POEMAS
2006
POR
ADRIANA SALOME
De niña caminaba sin rumbo las praderas del fuego
crecía de lilas vestida bajo un sol de fuego ligero.
Vi estupendo paraísos de arreboles rosados y en la ventana de la casona de mi abuela contemple los sueños lisérgicos de Alicia en el país de las maravillas.
Miraba pájaros de vuelo secreto, que cortaban las aéreas avenidas de la vía Láctea.
Cuando empecé a sentir mi piel quemando…
Llego una herida…
Y manó como un rojo manantial de primavera entre mis piernas.
Sabía que tenía un cuerpo.
Y un cabello que crecía en las espigas de un trigal dorado
bajaba a mi cintura.
Cuando me bañaba desnuda
Sabía de una estrella mística quemando abajo de mi ombligo.
Vellocino encendido, enmarañado, vegetal y dulce.
Le regalé primero un dedo.
Luego una mano de canto restregada.
Esos labios abiertos me daba la risa más pura
alta y secreta bajo la casa antigua.
Luego crecía, si yo crecía
crecía sin detenerme. Calcio longilineo y flexible.

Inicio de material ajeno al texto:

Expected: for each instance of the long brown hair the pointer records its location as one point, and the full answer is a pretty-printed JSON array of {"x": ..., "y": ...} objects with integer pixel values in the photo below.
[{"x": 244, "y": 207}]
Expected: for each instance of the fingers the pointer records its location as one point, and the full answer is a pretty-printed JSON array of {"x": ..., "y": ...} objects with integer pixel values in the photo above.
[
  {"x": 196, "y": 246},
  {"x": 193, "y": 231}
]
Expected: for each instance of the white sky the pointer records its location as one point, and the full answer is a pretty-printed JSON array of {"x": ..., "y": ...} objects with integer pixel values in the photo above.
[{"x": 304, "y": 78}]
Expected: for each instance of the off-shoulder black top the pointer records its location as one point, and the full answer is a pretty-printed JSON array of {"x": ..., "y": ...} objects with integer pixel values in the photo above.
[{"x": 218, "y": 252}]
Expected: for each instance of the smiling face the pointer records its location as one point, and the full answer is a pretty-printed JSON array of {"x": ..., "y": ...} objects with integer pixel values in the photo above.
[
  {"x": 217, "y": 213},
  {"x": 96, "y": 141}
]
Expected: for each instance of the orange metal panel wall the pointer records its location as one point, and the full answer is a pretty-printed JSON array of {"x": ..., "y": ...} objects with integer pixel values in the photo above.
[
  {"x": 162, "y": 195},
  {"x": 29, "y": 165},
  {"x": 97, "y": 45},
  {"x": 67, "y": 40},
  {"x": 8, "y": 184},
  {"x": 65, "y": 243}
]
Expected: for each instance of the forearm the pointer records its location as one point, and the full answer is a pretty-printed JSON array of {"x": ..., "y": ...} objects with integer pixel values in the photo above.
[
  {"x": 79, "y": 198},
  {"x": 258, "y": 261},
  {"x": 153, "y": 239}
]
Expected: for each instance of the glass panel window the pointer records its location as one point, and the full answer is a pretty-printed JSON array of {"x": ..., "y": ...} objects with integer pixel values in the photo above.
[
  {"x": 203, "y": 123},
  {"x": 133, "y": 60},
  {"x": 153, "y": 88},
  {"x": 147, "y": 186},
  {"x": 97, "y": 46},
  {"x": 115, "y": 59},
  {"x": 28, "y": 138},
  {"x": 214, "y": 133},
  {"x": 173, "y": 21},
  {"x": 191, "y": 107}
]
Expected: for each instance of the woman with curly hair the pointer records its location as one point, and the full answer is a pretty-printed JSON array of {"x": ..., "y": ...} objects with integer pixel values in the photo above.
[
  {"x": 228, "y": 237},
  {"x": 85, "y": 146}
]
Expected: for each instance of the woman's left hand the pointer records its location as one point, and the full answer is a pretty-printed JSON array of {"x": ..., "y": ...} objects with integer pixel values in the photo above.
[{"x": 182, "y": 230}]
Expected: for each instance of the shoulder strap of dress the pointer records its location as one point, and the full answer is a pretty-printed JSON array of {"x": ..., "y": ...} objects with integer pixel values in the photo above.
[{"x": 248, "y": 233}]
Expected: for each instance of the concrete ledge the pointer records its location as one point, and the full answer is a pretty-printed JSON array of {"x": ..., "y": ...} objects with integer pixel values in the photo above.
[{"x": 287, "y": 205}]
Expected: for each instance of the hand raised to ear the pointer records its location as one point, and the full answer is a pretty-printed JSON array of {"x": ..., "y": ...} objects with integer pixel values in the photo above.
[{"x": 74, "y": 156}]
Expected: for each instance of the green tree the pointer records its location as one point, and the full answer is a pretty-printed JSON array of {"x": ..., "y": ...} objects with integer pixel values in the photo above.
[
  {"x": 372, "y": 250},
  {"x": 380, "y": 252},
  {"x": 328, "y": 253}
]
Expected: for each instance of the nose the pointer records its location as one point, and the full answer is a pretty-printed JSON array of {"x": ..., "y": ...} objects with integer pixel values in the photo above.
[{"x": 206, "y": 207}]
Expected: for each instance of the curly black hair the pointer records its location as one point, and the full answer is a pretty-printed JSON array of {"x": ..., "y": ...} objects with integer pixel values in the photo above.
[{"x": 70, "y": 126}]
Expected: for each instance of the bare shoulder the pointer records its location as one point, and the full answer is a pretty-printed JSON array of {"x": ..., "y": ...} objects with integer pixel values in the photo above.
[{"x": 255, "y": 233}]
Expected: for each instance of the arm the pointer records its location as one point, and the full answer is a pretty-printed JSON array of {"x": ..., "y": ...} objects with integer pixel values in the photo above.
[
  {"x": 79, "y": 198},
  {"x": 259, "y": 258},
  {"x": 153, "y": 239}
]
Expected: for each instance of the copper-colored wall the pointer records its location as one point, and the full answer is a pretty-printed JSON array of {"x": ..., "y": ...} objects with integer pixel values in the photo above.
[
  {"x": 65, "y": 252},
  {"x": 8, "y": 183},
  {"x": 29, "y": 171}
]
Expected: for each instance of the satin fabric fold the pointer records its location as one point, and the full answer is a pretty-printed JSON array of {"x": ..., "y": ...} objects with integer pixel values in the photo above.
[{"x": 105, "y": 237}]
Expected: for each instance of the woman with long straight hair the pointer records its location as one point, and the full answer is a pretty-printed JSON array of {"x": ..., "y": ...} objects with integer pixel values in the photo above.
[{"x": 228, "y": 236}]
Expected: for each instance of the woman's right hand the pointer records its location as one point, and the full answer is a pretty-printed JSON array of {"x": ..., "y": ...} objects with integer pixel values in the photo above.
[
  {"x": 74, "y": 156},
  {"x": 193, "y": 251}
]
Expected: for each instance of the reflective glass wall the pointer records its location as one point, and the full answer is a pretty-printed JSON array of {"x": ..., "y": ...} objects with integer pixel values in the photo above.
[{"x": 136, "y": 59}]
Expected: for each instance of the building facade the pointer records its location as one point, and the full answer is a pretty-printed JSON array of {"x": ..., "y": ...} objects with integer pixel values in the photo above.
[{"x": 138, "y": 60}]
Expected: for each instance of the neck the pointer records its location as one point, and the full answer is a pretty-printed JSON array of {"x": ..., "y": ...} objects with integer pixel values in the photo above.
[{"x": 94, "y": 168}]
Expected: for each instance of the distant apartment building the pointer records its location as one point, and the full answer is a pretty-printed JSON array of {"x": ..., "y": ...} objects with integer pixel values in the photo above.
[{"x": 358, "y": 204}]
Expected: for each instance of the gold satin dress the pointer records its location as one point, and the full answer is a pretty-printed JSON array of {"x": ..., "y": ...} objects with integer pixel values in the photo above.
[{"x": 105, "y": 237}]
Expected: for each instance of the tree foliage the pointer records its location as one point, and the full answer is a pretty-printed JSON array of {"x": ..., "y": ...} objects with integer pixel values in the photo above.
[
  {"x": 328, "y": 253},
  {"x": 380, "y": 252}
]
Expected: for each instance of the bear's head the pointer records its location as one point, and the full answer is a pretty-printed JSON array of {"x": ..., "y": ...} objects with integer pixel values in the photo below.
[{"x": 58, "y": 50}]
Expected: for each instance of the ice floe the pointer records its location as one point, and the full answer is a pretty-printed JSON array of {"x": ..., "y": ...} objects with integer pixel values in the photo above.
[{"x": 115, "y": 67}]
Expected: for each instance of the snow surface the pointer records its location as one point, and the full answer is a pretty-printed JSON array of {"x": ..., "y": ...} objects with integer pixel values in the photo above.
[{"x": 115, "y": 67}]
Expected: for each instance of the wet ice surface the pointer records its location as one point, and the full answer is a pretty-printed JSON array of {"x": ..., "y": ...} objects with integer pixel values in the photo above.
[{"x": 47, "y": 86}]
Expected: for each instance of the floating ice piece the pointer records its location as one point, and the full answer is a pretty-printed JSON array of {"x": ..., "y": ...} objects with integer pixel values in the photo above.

Se quedaron cortas las faldas del colegio
Mis caderas siguieron una curva proclive a la música lenta
y los obreros me lanzaban piropos
en una lengua de constructores y peones.
Mi falda azul,
era la secreta mordaza en donde se agitaba entero, el vellocino encendido.
Tuve cuentos secretos
Para él…
Fantasías de la piel y la caricia.
Hombres hermosos en fotografías de colores vivos
y sueños con mancebos rudos de manos fuertes y vergas poderosas.
Mi vellocino se canso de las caricias…
Quería un caballo dentro.
Un centauro ebrio cabalgando hasta el fin de la noche.
Un sagitario oscuro sediento de mi sal y mi sonrisa.
Un árbol de leño en verano.
Una draga dulce que abriera el cauce.
Un guerrero calvo de escudo y lanza.
Un animal abstracto de carne, y ariete de sangre.
Y entonces le abrí.
Lo abrí. Me abrí….
Lo deje sentir una noche contra una terraza.
El jadear del animal.
El ruido poderoso de la embestida.
El rasgar de la rosa pequeña, el pétalo ajado entre los muslos.
Y desde entonces arde
y su llama quema todo lo que toca,
desde mis pies hasta mi boca.
*Adrina Salomé: La poetisa más talentosa de Colombia en los actuales momentos. No se anda con rodeos va a lo suyo. Erotismo claro, acido y potente. Bebe en las fuentes estéticas de Safo, Anais Nin y Eleonora Ponferrat. Estos poemas del libro el VELLOCINO ENCENDIDO son una pequeña muestra de su trabajo literario.